Dünya klâsiklerinden Küçük Prens’i duymuşsunuzdur. Ancak her klâsik gibi, en çok duyulan en az okunandır.
Bu kitabın yazarı Fransız Antoine de Saint-Expery aynı zamanda bir pilottu. 2. Dünya Savaşı’nda ülkesinin Almanya tarafından işgale uğraması karşısında sessiz kalamayacağını düşünüp ABD ordusuna yüzbaşı rütbesiyle katılıp Kuzey Afrika’ya gitti. Görevi Alman ordularının hareketini havadan izlemekti. 31 Temmuz 1944’te uçağı vuruldu, Marsilya açıklarında denize düştü.
Yeri geldi, Küçük Prens’de geçen bir sözü hatırlatayım. Küçük Prens, “belki de gökyüzü insanlardan uzak olduğu için bu kadar güzeldir” diyor.
Kendisi de gökyüzünde vuruldu. “İnsanlardan uzak” gökyüzünden fırlatılan roketler artık minicik hayatlara bile acımıyor. Gökyüzü artık insanlardan değil; insanlıktan uzak!
Bu dünya bugün mü böyle? Hep gücün ve güçlünün, haklının hayatını mı çalıyordu?
Küçük Prens’i öldüren gökyüzü bugün dünyayı tehdit ediyor.
İran – İsrail savaşının duygusu insan üzerinde böyle özetlenebilir.
Gerçek şimdi geliyor.
ABD BU SAVAŞI DURDURACAK!
“Buraya yazıyorum” diye böyle olmayacak bu çatışma bitecek, bitmeli! Çünkü savaş sadece savaşanlar arasında değil artık. Dünyanın yakın geleceği bu savaşla daha da karanlık hale gelir.
ABD Başkanı, “savaş yakında bitecek” dedi ya, kararı onlar veriyor.
Bu savaş sadece İsrail’in İran’a karşı savaşı değil; ABD ile İsrail’in birlikte savaşı.
ABD, Orta Doğu’nun bir bölümü ve Akdeniz’de etkin bir güç. Bu bölgeyi bütün askeri gücüyle kontrol altında tutuyor. Balistik füzelerle çevrelenen Hürmüz Boğazı’ndan, Basra Körfezi’nden ham petrol ve doğalgaz akışı gemilerle yapılıyor.

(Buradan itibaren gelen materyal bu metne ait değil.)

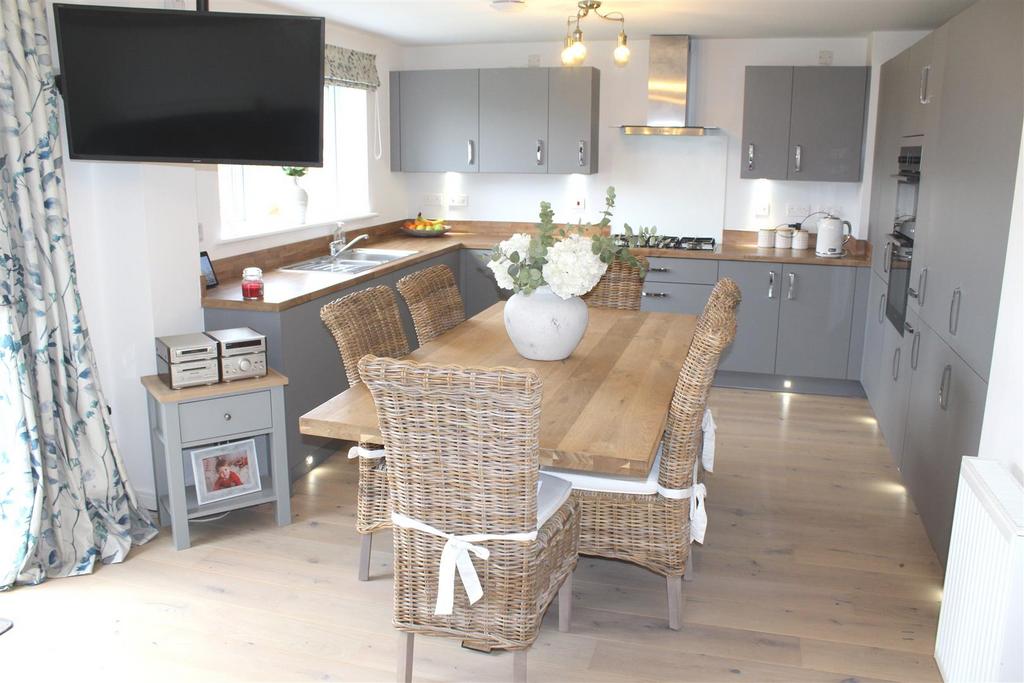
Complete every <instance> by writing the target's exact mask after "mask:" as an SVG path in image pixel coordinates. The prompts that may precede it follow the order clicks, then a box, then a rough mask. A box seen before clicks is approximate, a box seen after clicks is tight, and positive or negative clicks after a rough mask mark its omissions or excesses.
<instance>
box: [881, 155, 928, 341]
mask: <svg viewBox="0 0 1024 683" xmlns="http://www.w3.org/2000/svg"><path fill="white" fill-rule="evenodd" d="M895 180H896V215H895V217H894V219H893V231H892V232H891V233H890V234H889V242H888V244H887V245H886V249H887V251H888V253H887V255H886V268H887V269H888V271H889V291H888V292H887V294H886V317H888V318H889V322H890V323H892V324H893V327H895V328H896V331H897V332H899V334H900V336H902V335H903V326H904V324H905V323H906V298H907V291H908V289H909V287H910V262H911V261H912V259H913V232H914V228H915V227H916V223H918V190H919V188H920V186H921V146H920V145H913V146H903V147H900V151H899V172H898V173H897V174H896V175H895Z"/></svg>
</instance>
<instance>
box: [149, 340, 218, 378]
mask: <svg viewBox="0 0 1024 683" xmlns="http://www.w3.org/2000/svg"><path fill="white" fill-rule="evenodd" d="M157 373H158V375H160V379H162V380H164V383H165V384H166V385H167V386H169V387H171V388H172V389H183V388H185V387H190V386H203V385H205V384H216V383H217V382H219V381H220V369H219V367H218V365H217V342H215V341H214V340H212V339H210V338H209V337H207V336H206V335H204V334H203V333H202V332H197V333H194V334H189V335H172V336H170V337H158V338H157Z"/></svg>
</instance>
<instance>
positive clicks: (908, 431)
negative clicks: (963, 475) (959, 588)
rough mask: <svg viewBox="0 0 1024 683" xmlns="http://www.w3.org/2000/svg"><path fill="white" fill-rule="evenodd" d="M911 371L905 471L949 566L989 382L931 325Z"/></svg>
mask: <svg viewBox="0 0 1024 683" xmlns="http://www.w3.org/2000/svg"><path fill="white" fill-rule="evenodd" d="M915 331H916V332H920V338H919V340H918V348H916V351H915V352H914V351H911V355H912V356H915V360H916V362H915V364H914V365H915V366H916V368H915V369H913V370H912V373H913V378H912V380H911V384H910V391H909V394H910V398H909V409H908V413H907V425H906V439H905V442H904V449H903V457H902V462H901V470H902V474H903V481H904V483H905V484H906V486H907V489H908V490H909V492H910V495H911V496H912V497H913V501H914V504H915V505H916V507H918V512H919V513H920V514H921V518H922V521H923V522H924V523H925V529H926V530H927V531H928V537H929V539H930V540H931V542H932V546H933V547H934V548H935V551H936V552H937V553H938V555H939V558H940V559H941V560H942V561H943V562H945V558H946V552H947V549H948V545H949V531H950V528H951V526H952V519H953V506H954V504H955V500H956V481H957V476H958V473H959V466H961V458H962V457H963V456H977V455H978V443H979V441H980V439H981V424H982V419H983V416H984V410H985V393H986V389H987V386H986V384H985V382H984V381H982V379H981V378H980V377H979V376H978V375H977V374H976V373H975V372H974V371H973V370H971V368H969V367H968V366H967V364H966V362H964V360H963V359H962V358H961V357H959V356H958V355H957V354H956V353H955V352H954V351H953V350H952V349H951V348H950V347H949V346H948V345H947V344H946V343H945V342H943V341H942V339H941V338H940V337H939V336H938V335H937V334H935V333H934V332H933V331H932V330H931V329H930V328H929V327H928V326H927V325H921V326H919V328H916V330H915Z"/></svg>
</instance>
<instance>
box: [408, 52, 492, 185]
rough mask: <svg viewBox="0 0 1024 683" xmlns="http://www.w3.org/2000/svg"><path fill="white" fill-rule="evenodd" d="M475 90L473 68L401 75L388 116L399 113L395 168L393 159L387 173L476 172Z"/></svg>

Gemiler vurulup petrol ve doğalgaz akışı durdurulursa dünya görülmemiş bir krizin içine düşecek. Fiyatlar fırlayacak, birlikte altın fiyatları da…
ABD’nin denizlerin kontrolünü elinde tutmasının temel nedeni işte budur.
Dünya ekonomisi Suudi Arabistan, Irak, Umman ve çevre ülkelerin doğalgaz ve petrolü buradan dünyaya yayılıyor.
Yani tek başına İsrail değil bu savaşın kaderini elinde tutan. İsrail, “tamam, tükendik, dayanamıyoruz” dese de ABD, ne kadar yararlı bir sonuç alabileceğini kestirmeden savaşı bitirmeyecek.
Doğalgaz ve petrolün gemilerle taşınmasının tamamen durması Rusya’ya yarayacaktır. Rusya ABD’nin müttefiki olmadığına göre, dünyanın geri kalanı ve müttefiklerinin krizine izin vermeyecektir. Bundan kendisi de ekonomik kayıp içine düşecek.
DAYANMA SÜRESİ BİTİYOR!
ABD’nin hedefi doğalgaz ve petrolün serbest akışı bir hafta gecikirse büyük kriz yavaş yavaş değil; savaş etkisinden daha büyük bir kayıpla gelecek.
Savaşları kendi ülkesinden uzakta Okyanus ötesinde yöneten ABD'nin en büyük çıkarları da Orta Doğu ve Akdeniz'de...
Askeri kaynaklar, bu bölgedeki petrol ve doğalgaz akışının durmasına özel sektörün en fazla bir hafta dayanabileceğini açıklıyor. Aynı kaynaklara göre kriz anında NATO ülkelerinin stoklarının ise en fazla 1 ay dayanabileceğini kaydediyor.
ABD’nin bölgedeki varlığının en temel nedenlerinden biri İsrail’in bekasıdır.
İran’ın gökyüzünü havai fişek görkemiyle İsrail’e gönderdiği roketlerle savaşın kaderini değiştiremeyeceğini bizden daha iyi idrak ediyor.
İsrail, İran’ın üst düzey komutanları yatak odasında vurması tesadüf değildir.
ABD, Büyük Ortadoğu Projesi (BOP) peşinde değil; artık Büyük İsrail Projesi’ni (BİP) uygulamanın eşiğine geldi.
Bir nevi İran’da rejimi değiştirmek…
Bu ciddi konu bir başka yazı konusu olsun.